Failover service + Docker Swarm

Imagine the following compose file for swarm:

version: '3.8'

networks:
  public:
    external: true

volumes:
  traefik-acme:

configs:
  traefik-failover:
    name: traefik-failover-${COMMIT_SHA}
    file: ./failover.traefik.yml

services:
  traefik:
    image: traefik:2.10.7
    command:
      - --providers.file.directory=/etc/traefik/config
      - --providers.file.watch=true
      - --providers.docker.swarmMode=true
      - --providers.docker.network=public
      - --providers.docker.exposedByDefault=false
      - --api
      - --log.level=ERROR
      - --entrypoints.http.address=:80
      - --entrypoints.https.address=:443
    ports:
      - "80:80"
      - "443:443"
    networks:
      - public
    volumes:
      - /var/run/docker.sock:/var/run/docker.sock:ro
      - traefik-acme:/acme
    configs:
      - source: traefik-failover
        target: /etc/traefik/config/failover.traefik.yml
    deploy:
      mode: replicated
      replicas: 1
      placement:
        constraints:
          - node.role == manager
      labels:
        - "traefik.enable=true"
        - "traefik.docker.network=public"

  my-app:
    image: my-frontend
    healthcheck:
      test: [ "CMD", "wget", "--spider", "-q", "http://localhost:5173/container-health" ]
      interval: 5s
      timeout: 5s
      retries: 5
      start_period: 10s
    deploy:
      mode: replicated
      replicas: 1
      update_config:
        order: start-first
      placement:
        constraints: [ node.role == worker ]
      labels:
        - 'traefik.enable=true'
        - 'traefik.http.routers.my-app.rule=Host(`app.${PUBLIC_DOMAIN}`)'
        - 'traefik.http.routers.my-app.service=my-app-failover@file'
        - 'traefik.http.services.my-app.loadbalancer.server.port=5173'
        - 'traefik.http.services.my-app.loadbalancer.healthcheck.path=/health'
        - 'traefik.http.services.my-app.loadbalancer.healthcheck.interval=5s'
        - 'traefik.http.services.my-app.loadbalancer.healthcheck.timeout=5s'
  
  maintenance:
    image: my-maintenance-page-frontend
    deploy:
      mode: replicated
      replicas: 1
      update_config:
        order: start-first
      placement:
        constraints: [ node.role == worker ]
      labels:
        - 'traefik.enable=true'
        - 'traefik.http.services.maintenance.loadbalancer.server.port=5173'

Traefik config (failover.traefik.yml):

http:
  services:
    my-app-failover:
      failover:
        service: my-app@docker
        fallback: maintenance@docker

With this configuration, I can return 503 from /health route of my-frontend app and the failover will work correctly. But when my-frontend container is dead (/container-health is failing) - the service discovery says "The service does not exist" and failover doesn't work - probably because this is treated the same as if I had simply not specified the my-app service in the compose file. But I want the maintenance page to be shown in this case. And I don't want to switch to k8s xD

Why is there no ability to use failover when the service isn't detected?

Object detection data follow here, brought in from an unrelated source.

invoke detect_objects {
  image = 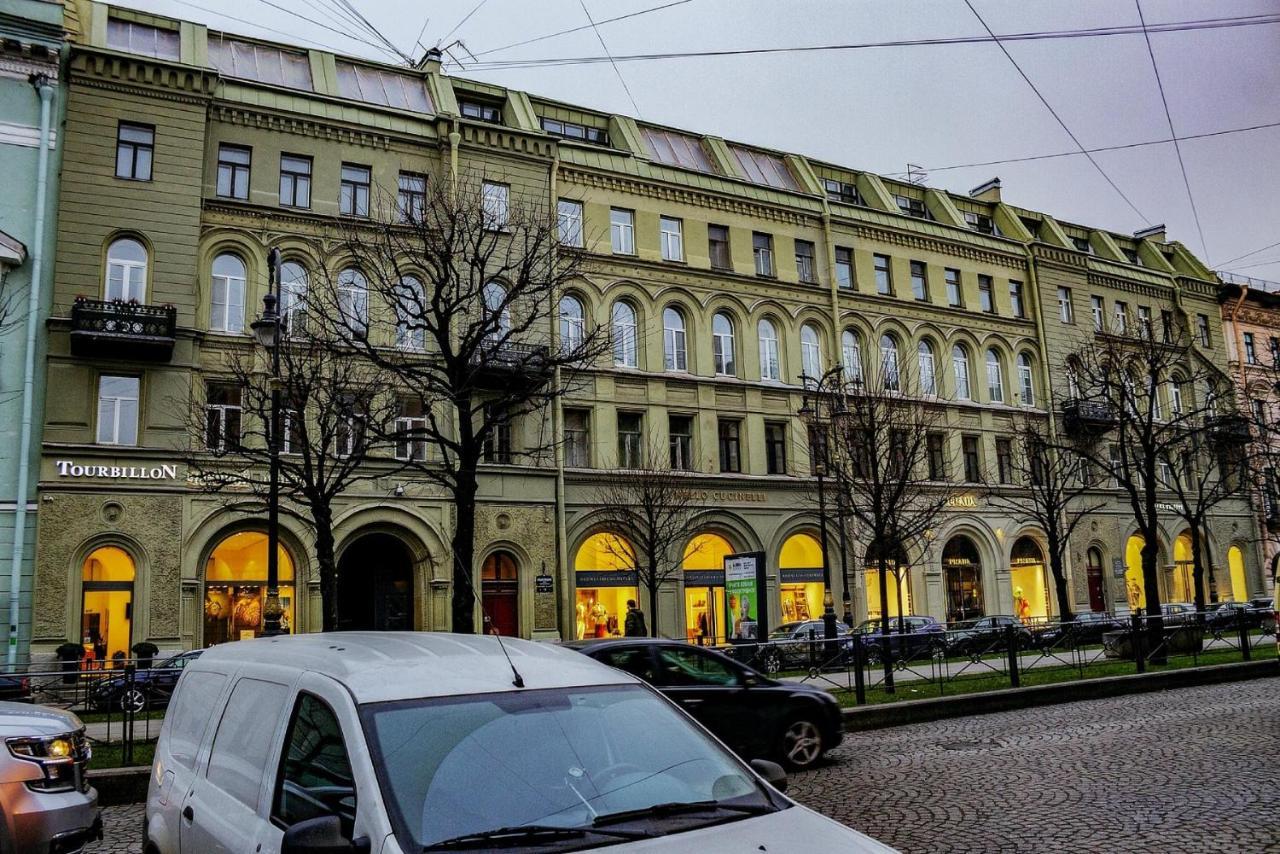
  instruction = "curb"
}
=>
[844,659,1280,732]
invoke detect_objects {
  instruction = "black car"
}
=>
[88,649,204,712]
[854,615,946,665]
[567,638,844,768]
[947,615,1033,656]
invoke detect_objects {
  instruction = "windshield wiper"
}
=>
[422,825,653,851]
[591,800,776,827]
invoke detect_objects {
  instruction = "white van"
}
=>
[143,632,891,854]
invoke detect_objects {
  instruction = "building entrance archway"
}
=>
[337,534,413,631]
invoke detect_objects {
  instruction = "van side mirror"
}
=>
[751,759,787,791]
[280,816,369,854]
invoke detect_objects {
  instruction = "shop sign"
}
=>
[54,460,178,480]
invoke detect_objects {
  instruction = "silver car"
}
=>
[0,703,102,854]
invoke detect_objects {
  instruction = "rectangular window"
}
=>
[338,163,371,216]
[618,412,644,469]
[556,198,582,247]
[564,410,591,469]
[707,225,733,270]
[872,255,893,296]
[960,435,982,483]
[751,232,773,277]
[996,439,1014,483]
[764,421,787,475]
[480,181,511,232]
[836,246,854,289]
[205,383,242,453]
[719,419,742,472]
[796,241,818,284]
[97,374,141,444]
[925,433,947,480]
[396,172,426,223]
[280,154,311,207]
[1057,288,1075,323]
[609,207,636,255]
[978,275,996,314]
[218,145,252,198]
[115,122,156,181]
[911,261,929,301]
[658,216,685,261]
[667,415,694,471]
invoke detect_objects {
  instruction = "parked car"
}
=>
[567,638,844,768]
[88,649,205,713]
[947,615,1033,656]
[142,631,890,854]
[854,615,947,665]
[0,703,102,853]
[1032,611,1125,649]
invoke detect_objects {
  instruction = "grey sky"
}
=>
[118,0,1280,280]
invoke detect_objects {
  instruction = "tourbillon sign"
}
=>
[54,460,178,480]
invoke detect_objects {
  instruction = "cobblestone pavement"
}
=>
[788,679,1280,854]
[86,679,1280,854]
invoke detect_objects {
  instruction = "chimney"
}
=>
[969,178,1000,202]
[1133,223,1169,243]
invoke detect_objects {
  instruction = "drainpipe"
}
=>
[5,74,54,670]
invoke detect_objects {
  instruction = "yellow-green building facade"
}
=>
[33,3,1262,657]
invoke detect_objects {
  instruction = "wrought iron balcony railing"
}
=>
[72,297,178,361]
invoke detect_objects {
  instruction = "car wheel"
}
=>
[781,716,823,771]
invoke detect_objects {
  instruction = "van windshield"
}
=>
[361,685,778,850]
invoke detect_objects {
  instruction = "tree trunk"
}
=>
[312,506,338,631]
[449,463,480,635]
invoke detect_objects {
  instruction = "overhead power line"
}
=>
[1133,0,1208,259]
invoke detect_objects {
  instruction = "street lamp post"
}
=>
[250,247,284,638]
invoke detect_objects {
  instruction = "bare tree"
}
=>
[594,447,707,638]
[178,324,401,631]
[312,174,608,632]
[988,415,1107,620]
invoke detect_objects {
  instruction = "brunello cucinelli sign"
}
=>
[54,460,178,480]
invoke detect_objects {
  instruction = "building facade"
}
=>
[0,0,67,665]
[27,3,1261,657]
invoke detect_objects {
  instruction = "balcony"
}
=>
[1062,398,1116,437]
[72,297,178,361]
[471,341,550,388]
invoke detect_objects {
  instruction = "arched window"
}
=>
[561,294,586,353]
[756,319,782,380]
[800,323,822,383]
[338,266,369,335]
[209,254,244,332]
[1018,353,1036,406]
[396,275,426,350]
[662,307,689,371]
[613,300,639,367]
[102,237,147,302]
[280,261,307,335]
[987,348,1005,403]
[915,341,938,394]
[881,334,902,392]
[712,311,737,376]
[951,344,973,401]
[840,329,863,383]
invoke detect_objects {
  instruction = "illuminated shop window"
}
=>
[205,531,294,647]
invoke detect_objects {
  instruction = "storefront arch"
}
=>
[81,545,137,666]
[942,534,987,622]
[573,531,640,640]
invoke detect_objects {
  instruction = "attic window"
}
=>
[338,61,435,113]
[640,128,716,173]
[728,145,800,191]
[209,38,311,92]
[106,18,178,60]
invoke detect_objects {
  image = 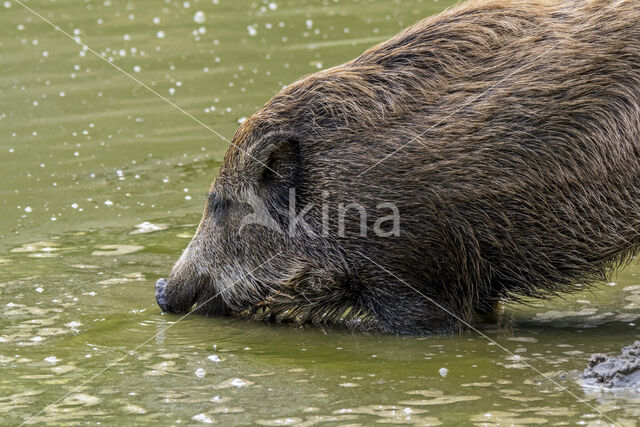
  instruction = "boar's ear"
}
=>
[261,137,301,184]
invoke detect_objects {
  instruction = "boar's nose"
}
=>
[156,279,167,311]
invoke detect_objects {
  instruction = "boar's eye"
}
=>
[261,139,300,184]
[207,193,229,217]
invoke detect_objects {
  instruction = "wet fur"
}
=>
[158,0,640,334]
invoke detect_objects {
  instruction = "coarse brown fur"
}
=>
[158,0,640,334]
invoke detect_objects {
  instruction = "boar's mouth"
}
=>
[155,278,229,316]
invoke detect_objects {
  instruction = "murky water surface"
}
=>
[0,0,640,426]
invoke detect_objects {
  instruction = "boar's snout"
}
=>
[156,279,167,312]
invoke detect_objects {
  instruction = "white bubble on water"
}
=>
[191,413,213,424]
[193,10,207,24]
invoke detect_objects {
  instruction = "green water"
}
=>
[0,0,640,426]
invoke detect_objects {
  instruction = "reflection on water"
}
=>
[0,0,640,426]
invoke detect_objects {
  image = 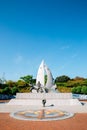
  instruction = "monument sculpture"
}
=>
[31,61,58,93]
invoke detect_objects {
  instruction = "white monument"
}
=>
[8,61,81,106]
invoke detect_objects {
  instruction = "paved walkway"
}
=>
[0,113,87,130]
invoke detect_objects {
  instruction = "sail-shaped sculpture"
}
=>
[32,61,58,93]
[36,61,45,87]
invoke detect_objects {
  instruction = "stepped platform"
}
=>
[7,93,81,106]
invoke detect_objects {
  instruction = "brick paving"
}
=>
[0,113,87,130]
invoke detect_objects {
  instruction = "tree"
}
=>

Have you tried adding failover healthcheck (doc)?

PS: you set traefik.docker.network=public, but it seems both target services are not attached to it.

The missing network is just the typo

The real config is working except for case when container is dead :slight_smile:

I'll check failover healthcheck asap, but I don't think it will help, as I understand it still won't be working because of missing docker service

The docs says: If HealthCheck is enabled for a given service, but any of its descendants does not have it enabled, the creation of the service will fail.

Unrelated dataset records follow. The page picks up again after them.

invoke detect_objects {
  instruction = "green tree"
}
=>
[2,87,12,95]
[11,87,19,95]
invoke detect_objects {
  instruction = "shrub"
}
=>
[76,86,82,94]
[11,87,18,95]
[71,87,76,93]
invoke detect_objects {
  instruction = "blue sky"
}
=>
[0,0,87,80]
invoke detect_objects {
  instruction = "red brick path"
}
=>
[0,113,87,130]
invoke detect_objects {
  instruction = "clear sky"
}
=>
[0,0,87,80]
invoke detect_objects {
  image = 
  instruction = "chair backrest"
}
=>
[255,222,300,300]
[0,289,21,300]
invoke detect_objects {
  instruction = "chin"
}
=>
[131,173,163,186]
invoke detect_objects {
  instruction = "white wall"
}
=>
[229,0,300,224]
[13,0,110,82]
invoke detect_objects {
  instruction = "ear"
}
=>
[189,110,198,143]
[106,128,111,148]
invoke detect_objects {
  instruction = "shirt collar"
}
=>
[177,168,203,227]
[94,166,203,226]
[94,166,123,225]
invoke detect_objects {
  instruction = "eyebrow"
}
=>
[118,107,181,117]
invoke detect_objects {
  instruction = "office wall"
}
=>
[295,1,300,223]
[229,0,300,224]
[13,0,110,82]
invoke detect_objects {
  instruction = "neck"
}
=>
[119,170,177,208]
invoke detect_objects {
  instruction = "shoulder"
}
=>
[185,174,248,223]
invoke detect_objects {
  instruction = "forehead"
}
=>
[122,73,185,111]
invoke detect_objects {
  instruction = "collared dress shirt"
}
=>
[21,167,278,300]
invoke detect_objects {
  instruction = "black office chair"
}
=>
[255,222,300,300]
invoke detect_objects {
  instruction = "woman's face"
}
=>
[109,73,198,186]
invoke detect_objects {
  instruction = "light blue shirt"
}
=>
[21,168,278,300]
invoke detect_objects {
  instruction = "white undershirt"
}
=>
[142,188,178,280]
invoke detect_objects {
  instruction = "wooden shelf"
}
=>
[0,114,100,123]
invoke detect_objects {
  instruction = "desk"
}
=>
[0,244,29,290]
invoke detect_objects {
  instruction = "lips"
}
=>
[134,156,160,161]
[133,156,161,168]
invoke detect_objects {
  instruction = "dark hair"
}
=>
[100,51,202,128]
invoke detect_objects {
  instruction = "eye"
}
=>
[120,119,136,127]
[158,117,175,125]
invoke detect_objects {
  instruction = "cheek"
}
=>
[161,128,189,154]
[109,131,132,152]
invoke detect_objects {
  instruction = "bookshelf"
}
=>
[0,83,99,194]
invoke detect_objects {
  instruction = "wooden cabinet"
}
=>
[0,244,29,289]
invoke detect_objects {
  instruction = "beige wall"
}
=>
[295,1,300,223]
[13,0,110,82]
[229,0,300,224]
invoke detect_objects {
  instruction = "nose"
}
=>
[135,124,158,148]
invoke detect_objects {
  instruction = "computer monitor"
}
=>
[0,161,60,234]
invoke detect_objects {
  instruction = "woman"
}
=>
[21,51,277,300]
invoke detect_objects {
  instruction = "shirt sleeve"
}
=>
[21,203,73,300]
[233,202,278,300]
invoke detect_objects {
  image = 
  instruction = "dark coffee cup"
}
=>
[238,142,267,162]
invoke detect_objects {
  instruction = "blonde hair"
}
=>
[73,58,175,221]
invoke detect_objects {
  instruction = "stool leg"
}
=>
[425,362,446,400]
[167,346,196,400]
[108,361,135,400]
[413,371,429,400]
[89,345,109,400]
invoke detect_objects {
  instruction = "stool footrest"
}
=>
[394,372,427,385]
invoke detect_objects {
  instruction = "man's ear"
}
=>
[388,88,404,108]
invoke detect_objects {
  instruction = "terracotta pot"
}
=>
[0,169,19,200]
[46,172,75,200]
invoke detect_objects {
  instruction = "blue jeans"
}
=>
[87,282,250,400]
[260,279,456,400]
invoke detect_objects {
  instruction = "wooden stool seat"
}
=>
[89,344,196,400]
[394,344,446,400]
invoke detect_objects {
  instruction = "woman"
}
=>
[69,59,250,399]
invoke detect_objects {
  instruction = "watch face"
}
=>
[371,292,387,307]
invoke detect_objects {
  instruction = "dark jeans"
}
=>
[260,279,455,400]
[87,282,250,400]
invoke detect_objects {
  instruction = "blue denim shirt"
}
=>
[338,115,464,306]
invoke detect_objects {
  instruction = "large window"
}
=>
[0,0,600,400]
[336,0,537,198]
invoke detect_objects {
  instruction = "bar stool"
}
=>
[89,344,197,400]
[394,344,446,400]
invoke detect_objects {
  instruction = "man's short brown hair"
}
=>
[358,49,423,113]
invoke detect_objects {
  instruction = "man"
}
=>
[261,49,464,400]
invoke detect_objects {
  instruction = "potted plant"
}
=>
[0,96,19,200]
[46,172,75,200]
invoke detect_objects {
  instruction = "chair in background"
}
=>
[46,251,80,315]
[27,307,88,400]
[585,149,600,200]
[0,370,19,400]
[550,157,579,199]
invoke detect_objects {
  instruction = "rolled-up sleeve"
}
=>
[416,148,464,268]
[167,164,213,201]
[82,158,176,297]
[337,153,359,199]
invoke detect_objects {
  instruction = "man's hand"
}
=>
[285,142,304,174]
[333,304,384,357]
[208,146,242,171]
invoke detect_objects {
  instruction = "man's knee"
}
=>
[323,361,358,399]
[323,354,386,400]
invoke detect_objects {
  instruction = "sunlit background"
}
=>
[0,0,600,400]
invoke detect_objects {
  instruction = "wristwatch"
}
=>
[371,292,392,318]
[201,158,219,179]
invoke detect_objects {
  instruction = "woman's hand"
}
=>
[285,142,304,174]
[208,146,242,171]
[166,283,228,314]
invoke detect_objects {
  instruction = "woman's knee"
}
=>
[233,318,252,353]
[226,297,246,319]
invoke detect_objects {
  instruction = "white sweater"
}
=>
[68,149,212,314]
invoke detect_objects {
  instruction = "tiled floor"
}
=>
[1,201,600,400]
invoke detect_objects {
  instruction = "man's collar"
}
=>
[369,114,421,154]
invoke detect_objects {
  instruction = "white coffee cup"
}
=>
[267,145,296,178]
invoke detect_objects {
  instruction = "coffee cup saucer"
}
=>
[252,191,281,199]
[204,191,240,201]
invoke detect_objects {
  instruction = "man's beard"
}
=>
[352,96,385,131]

Managed to solve this problem by using allowEmptyServices setting. This way the service remains registered even though its healthcheck is failing

1 Like

Nope :confused: This is not the fix, just was lucky and it looked like the problem had gone away... I had to move my traefik configuration for the service from docker compose file to dynamic config, so it won't disappear when the docker service is not available. It's a little complicated and ugly, but at least works. Now I wonder, can this problem be solved on the Traefik level (improving docker provider), or is it impossible to read labels from the dead service by design. I'll be grateful if someone give the answer to this question, but I doubt that anyone other than traefik developers can answer it.

Dear @ldez, who would be the best person to ask about this?